Do we only seek clarity when forced? What if that forcing function does not exist? Could this explain why many unilateral decisions lack clarity? It could be that ambiguity works in most situations because there isn’t pushback.
What leeway does engineering have in your company to push back if they find a strategy lacking? What might that indicate if they can push back but don't?
This assumes a single owner for clarity/strategy and a single owner for execution. Is that the only way to run things? Is this putting too much burden on the PM for clarity? And too much load on the team for execution?
Curious about your thoughts.
Thanks!
What does "inspiration" mean in this instance, and what does it look like?
Take it a step further--assume "inspiration" is a substitute for not only knowing what to do, but how to figure out what to do. So if you have to deploy "inspiration" as defined here, by default you don't know how to reduce uncertainty in a more effective way.

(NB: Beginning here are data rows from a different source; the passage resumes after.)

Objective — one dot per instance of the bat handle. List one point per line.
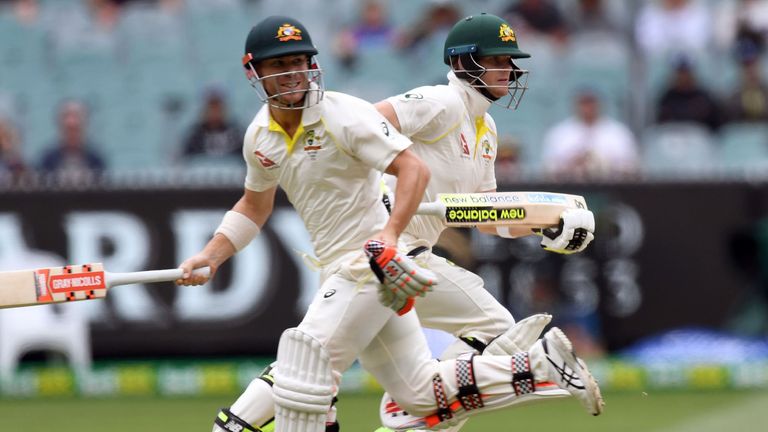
(431, 208)
(152, 276)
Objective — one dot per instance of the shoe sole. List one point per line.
(590, 383)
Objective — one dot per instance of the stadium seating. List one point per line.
(743, 146)
(678, 150)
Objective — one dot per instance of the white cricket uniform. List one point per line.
(456, 137)
(330, 172)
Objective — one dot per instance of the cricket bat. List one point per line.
(72, 283)
(523, 209)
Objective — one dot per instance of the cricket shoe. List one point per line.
(553, 359)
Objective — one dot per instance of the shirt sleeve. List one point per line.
(258, 177)
(371, 138)
(427, 113)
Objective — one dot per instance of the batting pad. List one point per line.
(520, 337)
(304, 388)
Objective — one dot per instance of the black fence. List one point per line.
(666, 256)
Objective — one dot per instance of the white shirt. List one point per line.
(455, 136)
(330, 171)
(607, 147)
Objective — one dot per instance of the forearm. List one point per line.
(409, 191)
(243, 223)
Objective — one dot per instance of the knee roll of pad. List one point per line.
(304, 385)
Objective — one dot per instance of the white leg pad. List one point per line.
(304, 385)
(520, 337)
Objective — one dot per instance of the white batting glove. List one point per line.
(575, 232)
(401, 278)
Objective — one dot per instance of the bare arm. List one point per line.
(388, 111)
(257, 206)
(412, 178)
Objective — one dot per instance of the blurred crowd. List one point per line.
(618, 90)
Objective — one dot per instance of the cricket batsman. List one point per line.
(453, 133)
(327, 151)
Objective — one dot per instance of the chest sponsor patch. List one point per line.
(464, 145)
(265, 161)
(312, 144)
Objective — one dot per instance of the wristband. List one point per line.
(238, 228)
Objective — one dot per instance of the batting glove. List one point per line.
(401, 278)
(573, 234)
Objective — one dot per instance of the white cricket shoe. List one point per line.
(553, 357)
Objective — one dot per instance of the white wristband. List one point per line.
(238, 229)
(503, 231)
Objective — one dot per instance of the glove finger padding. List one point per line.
(572, 235)
(400, 276)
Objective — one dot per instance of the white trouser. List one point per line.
(460, 304)
(347, 318)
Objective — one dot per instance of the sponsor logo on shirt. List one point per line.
(487, 150)
(265, 161)
(464, 145)
(312, 144)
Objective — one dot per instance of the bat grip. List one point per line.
(152, 276)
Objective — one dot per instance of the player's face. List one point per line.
(289, 80)
(496, 76)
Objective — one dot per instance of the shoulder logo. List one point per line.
(487, 150)
(265, 161)
(288, 32)
(506, 34)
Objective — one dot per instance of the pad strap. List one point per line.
(232, 423)
(469, 394)
(522, 377)
(443, 410)
(474, 343)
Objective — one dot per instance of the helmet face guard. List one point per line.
(466, 67)
(313, 91)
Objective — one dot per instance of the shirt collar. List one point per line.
(476, 103)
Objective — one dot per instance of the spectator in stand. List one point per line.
(11, 165)
(434, 25)
(685, 100)
(749, 102)
(673, 27)
(743, 22)
(371, 31)
(590, 145)
(214, 134)
(539, 16)
(27, 12)
(71, 157)
(590, 16)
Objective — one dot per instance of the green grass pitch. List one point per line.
(625, 412)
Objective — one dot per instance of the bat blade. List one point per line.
(52, 285)
(525, 209)
(73, 283)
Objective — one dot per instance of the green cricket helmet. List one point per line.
(280, 36)
(486, 35)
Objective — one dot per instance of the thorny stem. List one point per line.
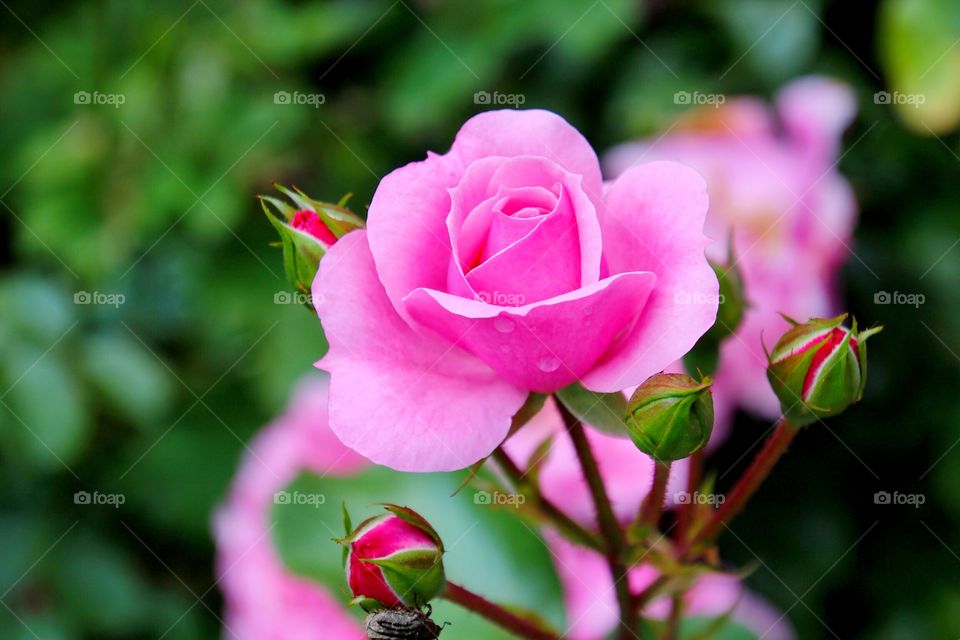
(614, 537)
(570, 527)
(520, 627)
(653, 504)
(747, 485)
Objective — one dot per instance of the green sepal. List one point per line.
(301, 251)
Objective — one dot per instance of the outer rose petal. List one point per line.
(541, 346)
(406, 226)
(407, 401)
(264, 601)
(652, 219)
(532, 132)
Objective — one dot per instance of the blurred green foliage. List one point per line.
(153, 200)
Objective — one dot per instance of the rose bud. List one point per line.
(308, 221)
(670, 416)
(394, 559)
(819, 368)
(307, 231)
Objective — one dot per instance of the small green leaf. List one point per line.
(603, 411)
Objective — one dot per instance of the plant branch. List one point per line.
(568, 526)
(747, 485)
(614, 537)
(520, 627)
(653, 504)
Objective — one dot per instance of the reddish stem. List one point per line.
(653, 504)
(520, 627)
(748, 483)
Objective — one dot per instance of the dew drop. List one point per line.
(548, 364)
(504, 324)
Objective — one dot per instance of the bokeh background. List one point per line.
(148, 391)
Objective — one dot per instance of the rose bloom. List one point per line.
(264, 601)
(505, 266)
(773, 184)
(588, 590)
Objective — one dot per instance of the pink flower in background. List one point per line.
(500, 267)
(626, 472)
(264, 601)
(592, 607)
(772, 182)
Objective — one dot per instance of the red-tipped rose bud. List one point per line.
(819, 368)
(309, 221)
(395, 559)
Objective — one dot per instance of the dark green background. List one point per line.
(154, 200)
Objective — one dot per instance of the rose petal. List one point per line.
(532, 132)
(541, 346)
(411, 402)
(652, 220)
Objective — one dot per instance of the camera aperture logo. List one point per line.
(97, 499)
(499, 99)
(499, 499)
(96, 98)
(99, 297)
(314, 500)
(697, 498)
(896, 498)
(910, 299)
(298, 98)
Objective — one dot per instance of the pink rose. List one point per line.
(773, 182)
(501, 267)
(264, 601)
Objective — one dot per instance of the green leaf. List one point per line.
(603, 411)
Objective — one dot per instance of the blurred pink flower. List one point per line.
(264, 601)
(592, 607)
(626, 472)
(500, 267)
(773, 182)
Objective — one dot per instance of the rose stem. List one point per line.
(686, 510)
(672, 631)
(496, 614)
(561, 520)
(653, 504)
(609, 527)
(748, 483)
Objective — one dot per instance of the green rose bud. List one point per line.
(819, 368)
(670, 416)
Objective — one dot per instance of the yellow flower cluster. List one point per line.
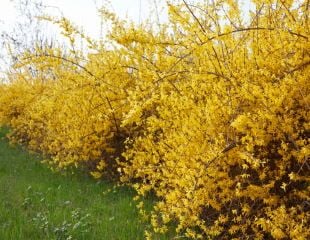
(210, 112)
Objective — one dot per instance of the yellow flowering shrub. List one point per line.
(209, 112)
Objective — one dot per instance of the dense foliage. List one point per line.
(210, 112)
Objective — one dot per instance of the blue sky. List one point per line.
(83, 12)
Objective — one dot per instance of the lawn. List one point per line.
(36, 203)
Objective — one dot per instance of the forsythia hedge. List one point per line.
(209, 112)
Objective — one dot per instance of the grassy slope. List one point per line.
(36, 203)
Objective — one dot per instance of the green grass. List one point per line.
(36, 203)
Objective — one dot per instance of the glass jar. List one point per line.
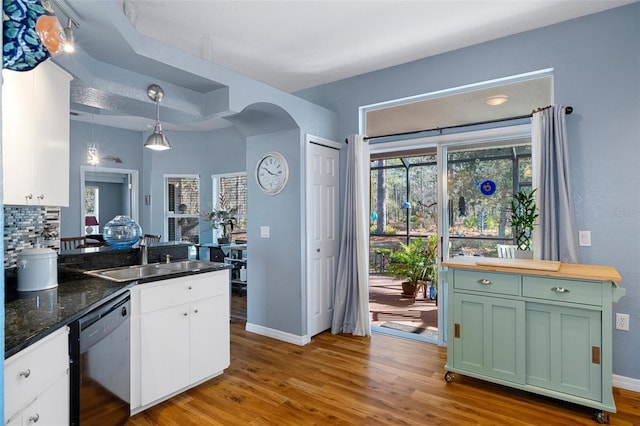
(121, 232)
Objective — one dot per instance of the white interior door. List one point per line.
(323, 162)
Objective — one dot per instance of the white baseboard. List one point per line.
(277, 334)
(627, 383)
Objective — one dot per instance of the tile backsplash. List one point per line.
(25, 226)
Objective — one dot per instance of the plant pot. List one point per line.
(409, 289)
(523, 254)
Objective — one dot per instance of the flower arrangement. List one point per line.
(222, 218)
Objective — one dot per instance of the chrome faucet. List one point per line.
(143, 252)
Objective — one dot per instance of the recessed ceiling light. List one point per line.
(497, 100)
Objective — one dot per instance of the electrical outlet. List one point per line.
(622, 322)
(584, 238)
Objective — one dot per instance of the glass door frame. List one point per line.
(471, 138)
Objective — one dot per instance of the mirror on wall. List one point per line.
(105, 193)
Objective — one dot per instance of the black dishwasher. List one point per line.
(99, 371)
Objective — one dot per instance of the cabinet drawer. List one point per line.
(584, 292)
(30, 371)
(487, 282)
(182, 290)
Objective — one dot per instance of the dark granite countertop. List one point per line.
(30, 316)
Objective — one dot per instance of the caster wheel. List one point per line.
(448, 377)
(601, 417)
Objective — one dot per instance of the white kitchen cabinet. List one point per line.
(37, 382)
(534, 328)
(35, 136)
(179, 336)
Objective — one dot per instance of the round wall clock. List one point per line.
(272, 173)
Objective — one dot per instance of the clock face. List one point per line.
(272, 173)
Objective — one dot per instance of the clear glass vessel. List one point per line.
(121, 232)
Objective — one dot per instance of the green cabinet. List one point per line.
(491, 336)
(544, 332)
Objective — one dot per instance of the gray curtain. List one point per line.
(557, 238)
(351, 302)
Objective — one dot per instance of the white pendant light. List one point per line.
(157, 141)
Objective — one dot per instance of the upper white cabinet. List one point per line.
(35, 136)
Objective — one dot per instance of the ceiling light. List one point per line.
(157, 141)
(69, 44)
(497, 100)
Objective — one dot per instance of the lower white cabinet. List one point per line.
(179, 337)
(37, 383)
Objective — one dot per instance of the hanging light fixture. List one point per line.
(69, 44)
(157, 141)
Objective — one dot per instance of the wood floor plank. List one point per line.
(346, 380)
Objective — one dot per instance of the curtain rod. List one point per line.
(568, 110)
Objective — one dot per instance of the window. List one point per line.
(230, 191)
(182, 194)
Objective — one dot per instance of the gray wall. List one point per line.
(125, 144)
(596, 63)
(274, 267)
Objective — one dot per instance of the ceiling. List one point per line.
(294, 45)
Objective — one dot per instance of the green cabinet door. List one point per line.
(488, 336)
(563, 348)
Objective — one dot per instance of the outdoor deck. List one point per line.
(390, 309)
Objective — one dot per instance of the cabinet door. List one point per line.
(164, 352)
(17, 136)
(563, 349)
(51, 407)
(209, 335)
(51, 143)
(489, 336)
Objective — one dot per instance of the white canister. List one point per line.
(37, 269)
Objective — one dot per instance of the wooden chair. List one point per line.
(151, 238)
(507, 251)
(70, 243)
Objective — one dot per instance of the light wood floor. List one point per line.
(381, 380)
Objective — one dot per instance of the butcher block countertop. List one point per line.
(536, 267)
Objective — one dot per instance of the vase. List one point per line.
(121, 232)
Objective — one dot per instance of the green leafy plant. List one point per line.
(415, 263)
(522, 216)
(222, 218)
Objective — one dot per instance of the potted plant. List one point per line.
(222, 218)
(414, 263)
(522, 216)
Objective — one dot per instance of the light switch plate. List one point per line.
(584, 238)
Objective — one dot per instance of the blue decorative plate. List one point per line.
(23, 47)
(488, 187)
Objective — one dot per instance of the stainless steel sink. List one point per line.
(137, 272)
(184, 265)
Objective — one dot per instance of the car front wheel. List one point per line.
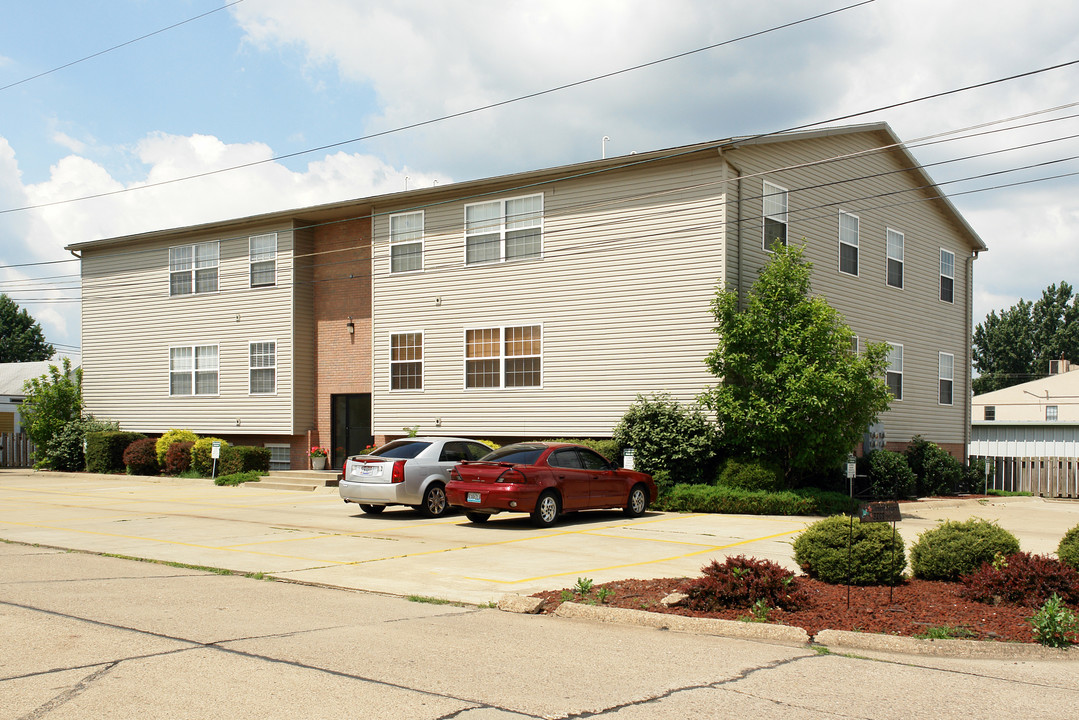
(546, 512)
(434, 501)
(638, 501)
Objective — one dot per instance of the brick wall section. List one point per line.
(341, 269)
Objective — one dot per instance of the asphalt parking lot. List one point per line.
(316, 539)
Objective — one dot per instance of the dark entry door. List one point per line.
(351, 420)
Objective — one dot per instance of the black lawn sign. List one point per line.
(875, 512)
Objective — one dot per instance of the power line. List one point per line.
(123, 44)
(442, 118)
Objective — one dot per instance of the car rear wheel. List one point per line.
(638, 501)
(546, 512)
(434, 501)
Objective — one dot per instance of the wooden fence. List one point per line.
(16, 450)
(1049, 477)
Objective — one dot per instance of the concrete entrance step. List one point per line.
(297, 479)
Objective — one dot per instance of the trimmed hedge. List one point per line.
(956, 548)
(831, 548)
(105, 450)
(733, 501)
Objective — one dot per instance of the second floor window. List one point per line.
(192, 269)
(262, 250)
(406, 242)
(504, 230)
(775, 215)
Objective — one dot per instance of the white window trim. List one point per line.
(952, 276)
(902, 389)
(901, 259)
(502, 231)
(397, 243)
(251, 260)
(502, 356)
(194, 269)
(940, 377)
(194, 369)
(251, 367)
(857, 245)
(423, 360)
(773, 189)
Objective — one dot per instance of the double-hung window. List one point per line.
(192, 269)
(192, 370)
(406, 242)
(262, 250)
(895, 374)
(775, 215)
(406, 361)
(262, 368)
(504, 230)
(945, 369)
(895, 241)
(504, 356)
(947, 275)
(848, 243)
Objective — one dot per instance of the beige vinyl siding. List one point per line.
(629, 263)
(130, 322)
(913, 316)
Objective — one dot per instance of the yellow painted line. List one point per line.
(631, 565)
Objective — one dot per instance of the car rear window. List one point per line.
(404, 449)
(518, 454)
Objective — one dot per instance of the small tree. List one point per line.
(792, 390)
(52, 401)
(22, 339)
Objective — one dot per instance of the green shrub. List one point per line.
(237, 478)
(178, 458)
(937, 473)
(831, 548)
(732, 501)
(668, 435)
(890, 477)
(1068, 549)
(243, 459)
(201, 460)
(739, 582)
(747, 474)
(140, 458)
(173, 436)
(605, 447)
(958, 548)
(105, 449)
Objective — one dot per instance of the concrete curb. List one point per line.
(834, 640)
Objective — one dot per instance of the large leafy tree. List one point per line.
(1018, 344)
(22, 339)
(792, 390)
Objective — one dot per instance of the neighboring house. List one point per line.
(1028, 434)
(12, 378)
(530, 306)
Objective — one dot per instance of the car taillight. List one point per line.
(513, 475)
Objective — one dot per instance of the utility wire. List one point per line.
(123, 44)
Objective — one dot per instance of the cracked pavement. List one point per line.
(87, 636)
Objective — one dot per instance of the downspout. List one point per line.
(968, 398)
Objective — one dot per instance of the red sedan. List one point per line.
(546, 479)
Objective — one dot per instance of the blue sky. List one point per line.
(268, 78)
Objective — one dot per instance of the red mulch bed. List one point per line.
(910, 609)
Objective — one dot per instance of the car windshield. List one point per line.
(401, 449)
(522, 454)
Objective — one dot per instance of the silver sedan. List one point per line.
(412, 471)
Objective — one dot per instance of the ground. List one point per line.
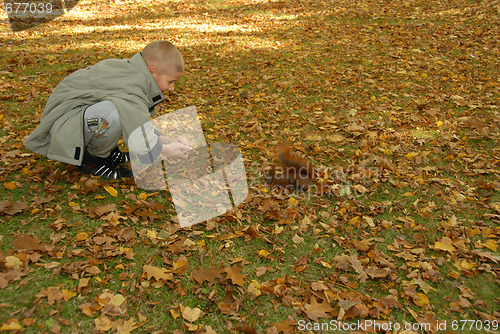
(394, 102)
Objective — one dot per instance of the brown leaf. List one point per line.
(191, 314)
(234, 274)
(11, 208)
(159, 274)
(209, 275)
(286, 326)
(245, 328)
(315, 310)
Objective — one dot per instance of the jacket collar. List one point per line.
(155, 95)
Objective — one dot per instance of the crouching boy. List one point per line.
(93, 108)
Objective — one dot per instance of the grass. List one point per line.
(281, 75)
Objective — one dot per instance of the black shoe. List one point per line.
(107, 168)
(118, 156)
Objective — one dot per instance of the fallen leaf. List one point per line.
(191, 314)
(445, 244)
(112, 191)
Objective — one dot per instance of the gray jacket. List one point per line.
(127, 83)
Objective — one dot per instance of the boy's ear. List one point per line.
(152, 69)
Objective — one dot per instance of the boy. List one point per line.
(91, 109)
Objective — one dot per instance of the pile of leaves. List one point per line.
(395, 103)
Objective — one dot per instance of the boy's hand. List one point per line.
(165, 141)
(176, 150)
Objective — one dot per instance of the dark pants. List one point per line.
(102, 128)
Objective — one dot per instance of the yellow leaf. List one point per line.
(68, 294)
(263, 253)
(174, 313)
(446, 244)
(102, 324)
(491, 244)
(298, 240)
(326, 264)
(13, 262)
(354, 220)
(11, 324)
(112, 191)
(192, 314)
(10, 185)
(152, 234)
(422, 300)
(81, 236)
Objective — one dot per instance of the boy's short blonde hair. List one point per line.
(164, 56)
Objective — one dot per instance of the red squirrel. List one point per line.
(290, 169)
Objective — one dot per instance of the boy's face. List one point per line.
(166, 80)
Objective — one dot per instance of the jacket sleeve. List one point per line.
(138, 132)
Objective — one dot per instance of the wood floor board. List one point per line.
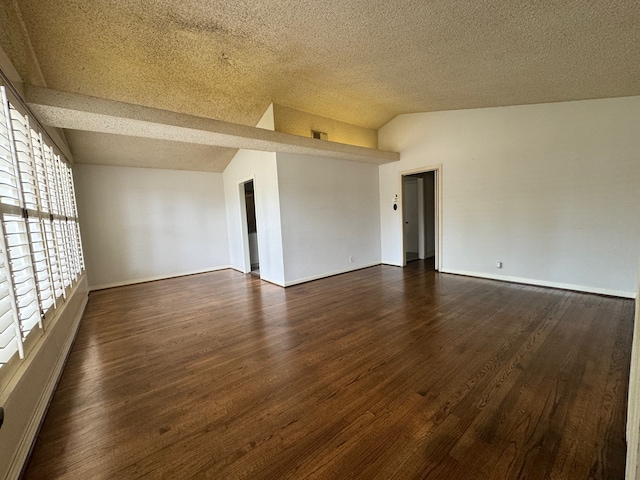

A good researcher will be useless at optimizing algorithms, refactoring the code base, and deciding what button colors to use. All they do is significantly reduce uncertainty about what to build, when to build it, and why you should build it. Bonus feature: they'll make teams smarter by showing that most of what you think you know about customers, behavior, etc. is not as right as it could be. Like reducing technical debt, this reduces the assumption debt that looms like a cliff over most software teams. And unlike reducing technical debt, reducing assumption debt is the only way to build a true virtuous cycle.